Time concepts create fascinating perspectives.  I’ve been reminded of this recently when for a treat my family gave me the gift of wondering a bookstore at my leisure with a hand fat with green.  This, one of my favorite pastimes often overwhelms them with tedium.  However, I was given this treat and with my time I lingered the isles with no schedule demands ahead.  Eventually I stumbled across a section labeled ‘New History’.  Now lets be honest history isn’t new.  By definition history is ‘the study of past events’, clearly not new events.  History has happened and will never be new.  Writing about the past, no matter how recent a past, will never be new for it has already happened.  After all Geoffrey Chaucer once said, “Time and tide wait for no man”, clearly not even authors.  This is the point where I pause in my bookstore journey and stretch my mind to figure out what this could possibly mean.  And, to be honest I’m thinking negative, condescending thoughts on the ‘brilliant’ employee who suggested such a section when…I flash back to another moment just like this one.  I pulled up short, stopping my cognitive beat-down of the term New History, remembering a store in Virginia called Antiques Made Daily.

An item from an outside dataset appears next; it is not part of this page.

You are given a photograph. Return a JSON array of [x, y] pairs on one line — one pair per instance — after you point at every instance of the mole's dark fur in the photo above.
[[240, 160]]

The billboard on Rt. 211 stood out to me every time I passed it.  With jest and jeer I would say, out loud unfortunately, what a joke!  Thinking, this was stuff made to look like antiques maybe, reproductions likely, but not antiques and not possibly made daily.  But then, like in many small towns, I spoke out once to a close friend who notes that his cousin owns the place.  Oops, now I have to hear the explanation.  Antiques Made Daily was a custom furniture craftsman who would scour the countryside looking for fallen down barns and buildings.  He would buy up the rubble and larger timbers of Oak, Walnut etc. that had aged for hundreds of years and re-purpose them into unique beautiful furniture - all old antique wood being developed into pieces of art.  Yep, I was wrong and wrong big time.  Antiques were being made daily and in a way that I completely admired.  My offhanded negativeness flipped into aw and respect.


Time can be explained by math but math doesn’t define time no matter our tendency to do so.  We look at time in terms of measurable, finite explanations.  However time is clearly more perspective than any single numerical definition.  What is mid-life, clearly something on my mind.  Is mid-life 40, 50…60 years old?  Or is mid-life when I drove out of Michigan State University last month with my oldest son, after looking at yet another college.  Or when we stopped at the coffee shop that day for company on our ride home and in looking at the map on our iPhones, sick of such small letters, finally gave in and made the screen-print setting larger.  Or is mid life when we did make the print larger and my wife and I laughed out loud with joy because of the relief we found when being about to read our screens at last.

The summer feels over.  I’m waist deep in class preparations, planning new student tours and cleaning the studio.  Classes’ start in a week and this all comes with just a little sadness.  I’m not ready for summer to be over like I’m not ready for mid-life.  I’m not ready to be done.  But, it’s not or not exactly.  Technically the Gardens were planted in late May and our first harvest was early June.  We have crops that are only now starting to come to fruition and harvest is planned deep into October.  We are truly in the midlife of our Garden.  And, if I dig deep enough for a parable I will note that the Garden in its juvenile weeks was simple and incomplete with very little bounty.  Now at halfway we are digging into the real fruits of the work.  As a matter-a-fact the full harvest from our efforts will come best in the last half of the Garden life.  The work, the building, nurturing and growing have been done and only now will the garden truly be at its full potential - clearly a perspective on time.  Yet it’s so hard not to feel, “How did it get so late so soon?  Its night before its afternoon, December is here before its June, My goodness how the time has flewn.  How did it get so late so soon?” – Dr. Seuss.